Por mais que a interpretação do Ecad seja equivocada, o fato é que ela foi possível de ser feita, mesmo sem êxito. Veja como o artigo 5º define retransmissão:

retransmissão - a emissão simultânea da transmissão de uma empresa por outra

Por sua vez, emissão ou transmissão é definida como:

transmissão ou emissão - a difusão de sons ou de sons e imagens, por meio de ondas radioelétricas; sinais de satélite; fio, cabo ou outro condutor; meios óticos ou qualquer outro processo eletromagnético

A partir desses trechos, um leigo em informática provavelmente conclui: "Bom, o blog X faz a difusão de sons e imagens originalmente transmitidos pelo YouTube, então deve ser retransmissão; afinal, uma mesma transmissão não pode feita em dois lugares ao mesmo tempo!".
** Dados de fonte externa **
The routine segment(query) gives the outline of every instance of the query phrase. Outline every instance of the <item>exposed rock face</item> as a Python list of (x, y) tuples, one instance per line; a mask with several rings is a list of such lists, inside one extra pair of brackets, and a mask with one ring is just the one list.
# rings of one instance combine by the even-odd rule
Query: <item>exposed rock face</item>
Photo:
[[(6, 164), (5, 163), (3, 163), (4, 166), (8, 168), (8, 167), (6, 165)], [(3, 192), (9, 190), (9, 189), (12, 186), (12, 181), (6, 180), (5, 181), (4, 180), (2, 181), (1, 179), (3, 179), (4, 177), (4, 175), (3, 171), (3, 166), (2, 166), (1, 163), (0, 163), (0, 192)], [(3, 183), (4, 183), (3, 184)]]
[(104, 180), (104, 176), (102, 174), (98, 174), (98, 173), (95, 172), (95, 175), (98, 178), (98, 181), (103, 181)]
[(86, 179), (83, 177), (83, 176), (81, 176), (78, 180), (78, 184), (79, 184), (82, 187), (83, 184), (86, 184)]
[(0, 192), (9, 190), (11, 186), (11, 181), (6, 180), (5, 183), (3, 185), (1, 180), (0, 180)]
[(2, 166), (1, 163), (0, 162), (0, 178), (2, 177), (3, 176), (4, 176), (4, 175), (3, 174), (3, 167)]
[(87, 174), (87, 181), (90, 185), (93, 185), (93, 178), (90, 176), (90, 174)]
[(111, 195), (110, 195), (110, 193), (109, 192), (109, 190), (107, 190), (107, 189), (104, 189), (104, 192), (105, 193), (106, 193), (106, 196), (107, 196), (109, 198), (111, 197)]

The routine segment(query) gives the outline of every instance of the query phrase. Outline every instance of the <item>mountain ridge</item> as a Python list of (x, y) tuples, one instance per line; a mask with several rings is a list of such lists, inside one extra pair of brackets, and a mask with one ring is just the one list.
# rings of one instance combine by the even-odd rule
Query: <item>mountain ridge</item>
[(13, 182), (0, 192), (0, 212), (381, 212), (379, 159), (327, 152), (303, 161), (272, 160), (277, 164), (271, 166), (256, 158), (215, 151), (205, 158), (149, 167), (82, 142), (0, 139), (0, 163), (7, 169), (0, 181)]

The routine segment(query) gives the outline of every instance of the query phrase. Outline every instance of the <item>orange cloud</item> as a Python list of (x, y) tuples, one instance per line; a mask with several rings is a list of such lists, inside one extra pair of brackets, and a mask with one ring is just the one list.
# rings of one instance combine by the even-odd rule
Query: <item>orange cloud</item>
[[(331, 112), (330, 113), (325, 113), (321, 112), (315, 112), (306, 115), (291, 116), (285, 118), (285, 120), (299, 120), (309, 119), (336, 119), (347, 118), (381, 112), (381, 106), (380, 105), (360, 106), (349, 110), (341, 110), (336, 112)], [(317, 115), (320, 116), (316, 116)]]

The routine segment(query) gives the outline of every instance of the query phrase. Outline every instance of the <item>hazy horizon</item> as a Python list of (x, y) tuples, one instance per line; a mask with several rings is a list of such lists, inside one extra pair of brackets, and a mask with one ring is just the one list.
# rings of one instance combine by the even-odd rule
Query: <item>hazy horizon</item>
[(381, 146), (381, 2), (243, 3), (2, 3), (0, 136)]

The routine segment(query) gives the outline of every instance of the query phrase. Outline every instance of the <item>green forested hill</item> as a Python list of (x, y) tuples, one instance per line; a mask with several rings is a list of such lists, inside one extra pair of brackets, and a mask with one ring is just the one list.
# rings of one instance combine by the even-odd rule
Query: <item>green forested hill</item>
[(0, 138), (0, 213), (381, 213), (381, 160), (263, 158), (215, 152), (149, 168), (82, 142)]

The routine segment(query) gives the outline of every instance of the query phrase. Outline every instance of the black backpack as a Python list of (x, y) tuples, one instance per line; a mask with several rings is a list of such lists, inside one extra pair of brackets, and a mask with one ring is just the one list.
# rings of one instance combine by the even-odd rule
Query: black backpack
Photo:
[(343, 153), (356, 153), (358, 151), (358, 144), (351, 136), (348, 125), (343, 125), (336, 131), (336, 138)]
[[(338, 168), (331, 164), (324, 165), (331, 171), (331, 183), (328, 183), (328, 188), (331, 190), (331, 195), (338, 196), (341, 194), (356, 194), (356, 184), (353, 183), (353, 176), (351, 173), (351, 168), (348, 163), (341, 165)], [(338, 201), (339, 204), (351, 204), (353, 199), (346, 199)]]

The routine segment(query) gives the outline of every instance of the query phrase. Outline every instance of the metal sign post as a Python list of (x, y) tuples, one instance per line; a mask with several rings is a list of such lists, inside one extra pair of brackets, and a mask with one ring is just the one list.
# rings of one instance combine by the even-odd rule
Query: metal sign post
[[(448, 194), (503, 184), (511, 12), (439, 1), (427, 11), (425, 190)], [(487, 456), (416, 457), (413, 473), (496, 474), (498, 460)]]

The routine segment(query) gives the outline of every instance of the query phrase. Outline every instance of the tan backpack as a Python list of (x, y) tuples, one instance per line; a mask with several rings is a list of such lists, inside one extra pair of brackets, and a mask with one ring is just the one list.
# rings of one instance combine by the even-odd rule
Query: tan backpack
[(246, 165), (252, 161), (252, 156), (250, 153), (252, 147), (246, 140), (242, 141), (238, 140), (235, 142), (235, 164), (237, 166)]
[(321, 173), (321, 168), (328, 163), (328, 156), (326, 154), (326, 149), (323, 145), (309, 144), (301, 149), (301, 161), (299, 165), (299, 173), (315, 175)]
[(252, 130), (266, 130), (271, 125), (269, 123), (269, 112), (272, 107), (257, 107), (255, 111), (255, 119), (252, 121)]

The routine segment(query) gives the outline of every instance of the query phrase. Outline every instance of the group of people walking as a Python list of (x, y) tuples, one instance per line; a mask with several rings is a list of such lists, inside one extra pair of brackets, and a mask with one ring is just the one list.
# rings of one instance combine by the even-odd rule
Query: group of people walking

Mas, como sabemos, não é bem assim. O fato de os recursos serem exibidos tanto na página do blog quanto na página do YouTube é irrelevante, pois o embed é apenas uma janela. De fato, não há uma mesma transmissão em dois lugares diferentes. Há uma única transmissão de um único lugar.

É preciso urgentemente combater essas e outras deficiências graves na milenar legislação brasileira, antes que um Zé da Pamonha se declare o rei da internet.

O passado e futuro do Ecad

Para quem não sabe, essa instituição privada sem fins lucrativos atua na cobrança de obras protegidas por direito autoral, distribuindo os valores arrecadados ao autor. Pois bem, vejamos algumas reportagens referentes ao Ecad e como ele vem cumprindo seus objetivos:

Ecad sob suspeitas de formação de cartel, desvio de função e outras infrações
Por cobrança indevida em um casamento, Ecad é obrigado a indenizar a noiva em R$ 5 mil
Ecad é obrigado a pagar R$ 3,5 milhões a compositor após 30 anos de batalha judicial
Reportagem da ISTOÉ revelando a dissonância entre o Ecad e os próprios artistas

Bem... Tirem suas próprias conclusões. Definitivamente temos várias coisas com que nos preocuparmos no futuro. Mas já que não possuímos controle algum sobre o que vai acontecer, resta-nos o presente.

Fontes

Resposta do Google Brasil à cobrança do Ecad - Terra
Ecad recua, alegando erro isolado - iG
Artigo sobre os acontecimentos - Tecnoblog
Lei Federal Nº 9.610, de 19 de fevereiro de 1998

Um comentário:

  1. Já estava chorando aqui para pagar R$350! aauhuahuhuauh

    Concordo com o ponto de vista do Gabriel, mas tenho outra coisa a acrescentar. Na minha modesta opinião, esse caso não se deu somente por causa de uma interpretação errada.

    Eu simplesmente acho que eles querem é ganhar mais dinheiro. O Brasil possui uma das taxas tributarias do mundo. Nossos impostos são tão absurdos que é mais lucrativo comprar ou produzir algo nos países vizinhos. O pior é que esse dinheiro no fim vai para o bolso dos políticos (ou para a cueca).

    Além de tudo que o Gabriel disse, eu vou dizer só mais um ponto dos videos do youtube. Você escolhe se ele vai ser público ou não. Você tem o poder de impedir que compartilhem ou incorporem. Mas no final, o principal é que você posta no youtube sem a intenção de receber em troca, então concorda em liberar os direitos autorais dos videos.